How do we turn AI from an educational shortcut to a scaffold that helps students learn?
Rosie Dutt, Teaching Assistant Professor & Director of the Undergraduate Neuroscience Career Development at the University of North Carolina, explores this.
Dr. Dutt teaches interdisciplinary computational neuroscience courses, integrating engineering and data science concepts. Her background in communications, consulting, and entrepreneurship helps foster student success and alumni engagement through career development initiatives, connecting students with professional opportunities and strengthening alumni networks.
In higher education, AI is often framed as a shortcut or even a threat to learning.

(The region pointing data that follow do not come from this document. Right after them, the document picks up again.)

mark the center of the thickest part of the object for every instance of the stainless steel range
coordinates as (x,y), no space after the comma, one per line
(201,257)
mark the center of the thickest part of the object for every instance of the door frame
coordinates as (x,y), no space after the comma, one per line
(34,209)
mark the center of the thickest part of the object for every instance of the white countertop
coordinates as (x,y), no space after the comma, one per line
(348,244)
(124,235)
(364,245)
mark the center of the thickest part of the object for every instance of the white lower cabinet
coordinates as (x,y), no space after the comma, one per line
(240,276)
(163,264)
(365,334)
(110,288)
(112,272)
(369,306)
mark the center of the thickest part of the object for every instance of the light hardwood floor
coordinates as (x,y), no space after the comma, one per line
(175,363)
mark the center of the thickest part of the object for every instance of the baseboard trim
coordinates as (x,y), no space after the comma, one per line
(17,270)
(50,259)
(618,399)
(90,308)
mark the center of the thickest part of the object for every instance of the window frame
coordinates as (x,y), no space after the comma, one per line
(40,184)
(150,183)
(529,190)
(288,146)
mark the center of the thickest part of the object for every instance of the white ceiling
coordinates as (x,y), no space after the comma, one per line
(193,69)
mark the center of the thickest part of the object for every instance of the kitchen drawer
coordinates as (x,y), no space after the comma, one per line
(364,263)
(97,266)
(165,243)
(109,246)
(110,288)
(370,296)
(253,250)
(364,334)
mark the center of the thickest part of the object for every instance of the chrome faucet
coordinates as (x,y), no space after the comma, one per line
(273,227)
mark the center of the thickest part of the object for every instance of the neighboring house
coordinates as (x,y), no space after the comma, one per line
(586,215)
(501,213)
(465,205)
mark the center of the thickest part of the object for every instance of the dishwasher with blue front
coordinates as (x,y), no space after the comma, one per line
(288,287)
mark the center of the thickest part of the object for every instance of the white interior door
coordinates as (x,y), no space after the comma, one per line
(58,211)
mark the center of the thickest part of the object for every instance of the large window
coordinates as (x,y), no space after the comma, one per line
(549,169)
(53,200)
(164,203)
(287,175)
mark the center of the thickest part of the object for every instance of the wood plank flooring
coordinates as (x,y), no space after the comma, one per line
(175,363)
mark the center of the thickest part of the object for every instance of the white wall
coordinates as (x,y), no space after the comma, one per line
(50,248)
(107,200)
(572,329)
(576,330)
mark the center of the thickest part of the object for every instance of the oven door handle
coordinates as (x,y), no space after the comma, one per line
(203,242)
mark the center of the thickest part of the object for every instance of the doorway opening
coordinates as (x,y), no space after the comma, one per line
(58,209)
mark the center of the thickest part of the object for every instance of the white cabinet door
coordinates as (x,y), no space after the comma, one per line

Yet, it can be more productively understood not as an authority replacing student thinking, but as a metacognitive scaffold—a designed tool that supports students in reflecting on their own reasoning.
This approach asks students to actively articulate, justify, and evaluate how they use AI’s contributions, shifting AI’s role from doing the thinking for them to helping them think more deeply. The AI tool provides computational support while preserving student judgment, reducing technical friction and prompting reflection.
I implemented this approach in an undergraduate computational neuroscience course with mixed majors, many of whom were new to coding. Students were explicitly asked to document their AI use and respond to structured reflection prompts. This transparency repositioned AI from a prohibited shortcut to a cognitive partner that strengthens learning.
The data showed that 100% of students reported growth in computational skills, though only 30% used generative AI, mostly for debugging. More importantly, students gained insight into when AI was helpful and when it wasn’t, developing judgment and epistemic responsibility rather than just technical proficiency.
This shift toward transparency (where students have permission but must document and reflect on AI use) creates ethical accountability and makes learning outcomes measurable, moving beyond the default impulse to ban AI outright.
The key takeaway is that transparency and structured design around AI use beats prohibition. AI doesn’t replace thinking, it shows students what they are actually doing, helping them articulate and strengthen their reasoning.
Ultimately, this framework offers a transferable way to integrate AI in education responsibly, supporting students as active thinkers rather than passive users.